Generasi X dan Y bisa saja kreatif dan aktif, tetapi generasi Z selalu mengoptimalkan daya pikir mereka kepada technology branding. Jika hal ini digabungkan antara kreatifitas, inovasi dan technology branding, maka penyampaian sastra kepada masyarakat makin mudah dan tidak dipandang sebelah mata kembali.


Panutuping Wulangan

Problematika sastra yang telah saya rangkum dan saya sampaikan opininya di atas, masih ada yang selalu terngiang di pikiran saya; bagaimana caranya menyelami bebatuan yang sangat baru atau keras sekali?

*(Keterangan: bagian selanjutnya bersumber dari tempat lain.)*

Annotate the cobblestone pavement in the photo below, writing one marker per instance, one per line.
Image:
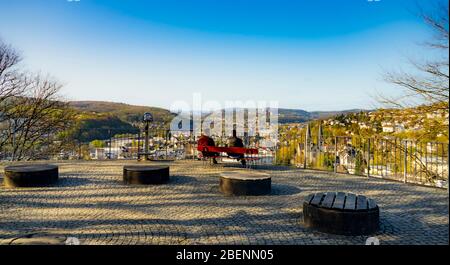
(91, 203)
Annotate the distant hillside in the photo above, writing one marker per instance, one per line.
(298, 115)
(132, 114)
(125, 112)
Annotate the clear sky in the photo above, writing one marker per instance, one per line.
(310, 54)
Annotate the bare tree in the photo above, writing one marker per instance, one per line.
(429, 84)
(31, 113)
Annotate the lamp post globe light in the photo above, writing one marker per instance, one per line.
(147, 119)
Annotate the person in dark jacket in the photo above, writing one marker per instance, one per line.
(207, 141)
(235, 141)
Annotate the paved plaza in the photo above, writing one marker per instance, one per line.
(92, 204)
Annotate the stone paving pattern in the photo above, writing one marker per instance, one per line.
(91, 203)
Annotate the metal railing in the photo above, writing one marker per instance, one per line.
(409, 161)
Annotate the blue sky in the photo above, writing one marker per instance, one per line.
(313, 55)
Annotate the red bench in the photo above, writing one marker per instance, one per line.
(208, 151)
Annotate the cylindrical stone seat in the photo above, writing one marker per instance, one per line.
(33, 175)
(245, 183)
(341, 213)
(145, 175)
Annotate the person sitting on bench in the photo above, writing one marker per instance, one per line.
(207, 141)
(234, 141)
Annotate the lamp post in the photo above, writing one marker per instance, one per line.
(147, 119)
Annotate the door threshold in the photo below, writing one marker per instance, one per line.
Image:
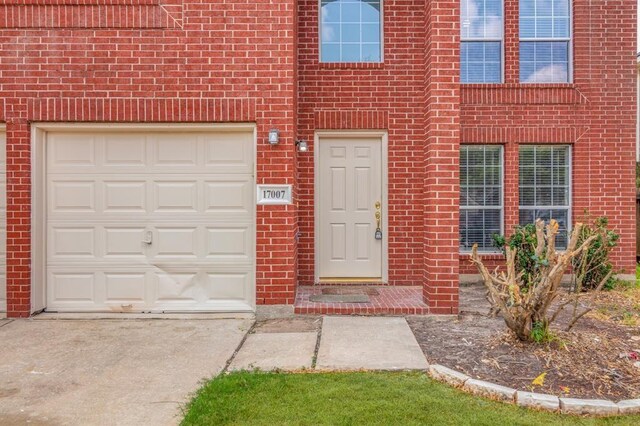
(355, 280)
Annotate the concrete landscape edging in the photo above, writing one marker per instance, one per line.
(541, 401)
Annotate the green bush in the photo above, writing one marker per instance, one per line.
(593, 268)
(524, 242)
(590, 268)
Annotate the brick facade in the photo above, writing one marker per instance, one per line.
(257, 61)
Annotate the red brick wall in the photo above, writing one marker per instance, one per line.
(187, 61)
(595, 114)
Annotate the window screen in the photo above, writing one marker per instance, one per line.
(350, 30)
(480, 196)
(545, 191)
(481, 41)
(545, 36)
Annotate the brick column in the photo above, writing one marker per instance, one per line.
(442, 150)
(18, 218)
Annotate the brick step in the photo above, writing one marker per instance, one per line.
(384, 300)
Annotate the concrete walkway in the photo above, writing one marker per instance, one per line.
(369, 343)
(142, 372)
(108, 372)
(345, 343)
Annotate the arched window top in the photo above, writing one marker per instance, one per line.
(350, 30)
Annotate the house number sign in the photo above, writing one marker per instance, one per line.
(274, 194)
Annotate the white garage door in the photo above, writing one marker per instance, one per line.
(3, 223)
(150, 221)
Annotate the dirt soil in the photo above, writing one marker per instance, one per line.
(599, 358)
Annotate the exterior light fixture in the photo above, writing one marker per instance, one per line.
(274, 136)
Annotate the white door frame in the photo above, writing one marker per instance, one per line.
(352, 134)
(39, 189)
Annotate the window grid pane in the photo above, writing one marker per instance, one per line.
(350, 30)
(480, 62)
(545, 36)
(480, 196)
(481, 32)
(545, 187)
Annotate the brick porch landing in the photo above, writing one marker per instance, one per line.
(389, 300)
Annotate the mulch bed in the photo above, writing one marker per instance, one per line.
(596, 359)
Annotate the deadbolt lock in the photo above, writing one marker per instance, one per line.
(378, 234)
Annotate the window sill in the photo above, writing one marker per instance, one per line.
(519, 85)
(521, 93)
(487, 255)
(351, 65)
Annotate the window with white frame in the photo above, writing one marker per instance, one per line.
(481, 32)
(545, 41)
(480, 196)
(545, 188)
(350, 30)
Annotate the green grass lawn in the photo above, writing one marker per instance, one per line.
(356, 399)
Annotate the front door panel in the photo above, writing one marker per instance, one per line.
(349, 195)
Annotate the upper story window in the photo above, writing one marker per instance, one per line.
(481, 26)
(350, 30)
(545, 41)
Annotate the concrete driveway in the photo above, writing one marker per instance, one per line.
(108, 372)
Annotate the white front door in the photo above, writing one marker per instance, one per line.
(150, 221)
(350, 208)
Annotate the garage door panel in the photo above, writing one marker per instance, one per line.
(229, 196)
(173, 241)
(229, 286)
(178, 286)
(125, 288)
(71, 150)
(151, 222)
(72, 288)
(72, 196)
(75, 242)
(125, 196)
(175, 196)
(127, 242)
(229, 242)
(229, 152)
(175, 149)
(127, 150)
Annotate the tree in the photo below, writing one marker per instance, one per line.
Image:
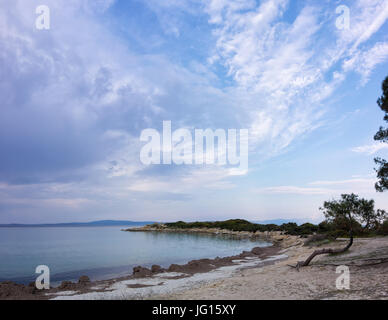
(349, 210)
(382, 135)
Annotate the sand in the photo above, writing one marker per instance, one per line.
(368, 277)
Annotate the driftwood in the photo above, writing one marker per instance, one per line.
(324, 251)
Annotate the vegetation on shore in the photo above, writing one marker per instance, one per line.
(365, 221)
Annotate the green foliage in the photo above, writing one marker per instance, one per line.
(382, 135)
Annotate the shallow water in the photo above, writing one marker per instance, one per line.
(103, 252)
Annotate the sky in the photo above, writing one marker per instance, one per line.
(76, 97)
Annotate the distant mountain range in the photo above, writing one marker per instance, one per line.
(100, 223)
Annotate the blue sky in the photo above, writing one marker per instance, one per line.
(75, 98)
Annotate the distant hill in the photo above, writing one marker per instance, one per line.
(100, 223)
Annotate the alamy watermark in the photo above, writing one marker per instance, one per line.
(220, 147)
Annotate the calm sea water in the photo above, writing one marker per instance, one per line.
(103, 252)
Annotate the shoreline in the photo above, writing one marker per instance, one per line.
(12, 290)
(262, 273)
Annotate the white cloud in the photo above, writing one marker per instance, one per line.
(364, 62)
(370, 149)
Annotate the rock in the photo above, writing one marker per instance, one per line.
(83, 280)
(67, 285)
(9, 289)
(140, 272)
(156, 268)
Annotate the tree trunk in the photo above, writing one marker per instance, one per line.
(324, 251)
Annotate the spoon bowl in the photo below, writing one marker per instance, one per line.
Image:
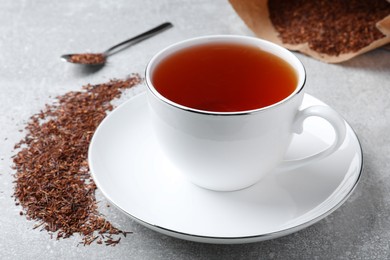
(99, 59)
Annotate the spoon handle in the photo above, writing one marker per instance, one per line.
(141, 36)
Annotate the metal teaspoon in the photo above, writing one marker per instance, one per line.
(101, 58)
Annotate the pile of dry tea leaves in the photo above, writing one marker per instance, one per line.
(329, 26)
(52, 179)
(88, 58)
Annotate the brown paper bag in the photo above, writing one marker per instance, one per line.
(256, 16)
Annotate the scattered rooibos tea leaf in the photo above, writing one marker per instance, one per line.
(52, 180)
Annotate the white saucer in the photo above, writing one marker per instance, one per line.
(133, 173)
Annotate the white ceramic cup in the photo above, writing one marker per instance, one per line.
(228, 151)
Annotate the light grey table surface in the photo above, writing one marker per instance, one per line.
(33, 34)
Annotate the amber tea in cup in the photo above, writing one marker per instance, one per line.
(224, 77)
(225, 108)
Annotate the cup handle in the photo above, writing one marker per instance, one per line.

Artinya, langka yang mengenal sastra anak zaman sekarang, dan dari zaman dahulu sastra hanya dikenal dengan cerita-cerita dongeng, puisi, cerpen dan pantun, padahal sastra itu sebenarnya seni hidup. Kalau karya fiksi dan non-fiksi itu adalah produknya.


Dalam kutipan kawan Kompasiana, Ardhian Wikatamaputra yang menjelaskan;

"Sastra dapat memperhalus jiwa dan memberikan motivasi kepada masyarakat untuk berpikir dan berbuat demi pengembangan dirinya dan masyarakat serta mendorong munculnya kepedulian, keterbukaan dan partisipasi masyarakat dalam pembangunan. Sastra mendorong orang untuk menerapkan moral yang baik dan luhur dalam kehidupan dan menyadarkan manusia akan tugas dan kewajibannya sebagai makhluk Tuhan, makhluk sosial dan memiliki kepribadian yang luhur."

Jadi, sastra yang sebenarnya belum kita temukan dan kita sampaikan, kita hanya gedebus berbicara soal teoritik seperti pembelajaran di sekolah dan kuliah tanpa kita tahu output and benefit yang diberikan ketika kita bersastra.

Bersastra itu kita belajar untuk berpikir bagaimana caranya kita berbicara tanpa memandang privasi seseorang, tanpa merendahkan orang lain, tidak mengganggu kemaslahatan kelompok seperti bullying, perkataan kasar, kotor dan sampai penghinaan atas dasar bersastra. Perkataan kotor beda halnya dengan majas satire dan sarkas, mereka sama tujuannya untuk menjatuhkan tetapi gaya bahasa dalam bersastra jauh lebih merayu objek agar terkesan dan senang dengan ucapan kita.

Jadi, seni paling tinggi adalah kita berbicara dengan sastra. Dasar sastra adalah tata krama yang adiluhung, manusiawi dan beretika. Bersastra atau memberikan edukasi sastra berarti kalian harus memberikan dampak positif minimal dalam lingkungan sendiri maupun keluarga.

Coba hilangkan mindset sastra yang seakan membodohi karena anak-anak yang belajar sastra seakan menjadi pemalas dan hanya membaca buku dan menulis. No! It's process to be positive person. Karena kalau anak-anak sudah dijauhkan dengan sastra, maka kita menjadi bangsa yang amburadul dalam tutur kata dan tata krama.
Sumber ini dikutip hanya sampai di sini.